Monday, Mar. 08, 1937
Reciprocity Extended
Pundits love to point out that party lines have long since been obliterated, that on most major issues both major parties can be found on both sides of the fence. True as this is on questions of social and political liberalism, the U. S. Senate proved last week that there is still one class of issues on which party lines hold as well as ever: questions of economic liberalism. Before the Senate was a bill, already passed by the House, to renew for another three years the President's power (due to expire in June) to make reciprocal trade agreements.
Senator Pat Harrison made the Administration's chief point that 16 such trade agreements have been made and since 1934 trade with those nations has increased from $1,400,000,000 to $1,900,000,000. Republicans hammered back with the argument that the bill delegated too much power to the President.

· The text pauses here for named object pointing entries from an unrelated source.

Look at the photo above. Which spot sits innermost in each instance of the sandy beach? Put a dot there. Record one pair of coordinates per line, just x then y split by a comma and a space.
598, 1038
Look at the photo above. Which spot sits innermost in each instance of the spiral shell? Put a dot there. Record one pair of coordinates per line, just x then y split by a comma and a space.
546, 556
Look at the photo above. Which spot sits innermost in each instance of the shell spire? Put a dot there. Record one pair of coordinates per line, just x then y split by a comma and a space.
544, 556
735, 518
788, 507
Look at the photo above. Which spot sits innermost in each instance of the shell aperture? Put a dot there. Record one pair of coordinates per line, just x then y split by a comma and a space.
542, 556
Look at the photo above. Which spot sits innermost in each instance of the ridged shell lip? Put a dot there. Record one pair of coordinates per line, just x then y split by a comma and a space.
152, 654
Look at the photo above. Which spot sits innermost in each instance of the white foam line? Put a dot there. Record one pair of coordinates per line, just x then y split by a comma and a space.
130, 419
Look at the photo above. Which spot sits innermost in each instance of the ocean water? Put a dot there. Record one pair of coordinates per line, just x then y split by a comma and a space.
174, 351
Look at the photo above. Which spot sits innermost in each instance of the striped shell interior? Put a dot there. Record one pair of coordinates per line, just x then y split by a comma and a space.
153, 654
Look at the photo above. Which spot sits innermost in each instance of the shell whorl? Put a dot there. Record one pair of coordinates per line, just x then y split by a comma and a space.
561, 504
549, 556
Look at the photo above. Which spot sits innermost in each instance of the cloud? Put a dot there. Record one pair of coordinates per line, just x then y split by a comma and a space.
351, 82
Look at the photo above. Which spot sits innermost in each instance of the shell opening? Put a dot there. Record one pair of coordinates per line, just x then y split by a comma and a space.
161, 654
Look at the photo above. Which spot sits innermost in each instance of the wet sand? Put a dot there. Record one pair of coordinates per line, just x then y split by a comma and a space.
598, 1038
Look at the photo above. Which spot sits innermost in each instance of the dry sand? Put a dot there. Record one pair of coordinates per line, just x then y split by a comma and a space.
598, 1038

More point was added by Senator Vandenberg when he said: Since the agreements were made, "our exports to Canada . . . went up 17%, but our imports from Canada . . . went up 30%. Our exports to Cuba went up 11%, but our imports from Cuba went up 19% Our exports to The Netherlands went up 7%, but our imports from The Netherlands went up 22%. Our exports to Sweden went up 9%, but our imports from Sweden went up 21%."
The debate in the Senate then degenerated into the sort of thing that occurred among the builders of the Tower of Babel: the arguers could no longer speak one another's language. In Republican language Senator Vandenberg's figures meant that reciprocal tariff agreements were putting the U. S. on the road to bankruptcy. In Democratic language the same figures meant just the opposite: not only was the U. S. selling more of its products (biggest single U. S. export: cotton), but U. S. investors were finally tending to get something of value (more imports) as return on the $12,000,000,000 of U. S. money they invested abroad mostly in Republican times.
With such a clear-cut division of parties the outcome was obvious. Not a single Republican voted for the bill, but 14 voted against it. They were joined by a handful of Democrats, mostly from sugar and cattle States. Then the big Democratic majority did its work and reciprocal trade agreements were sanctioned for another three years, 58-10-24.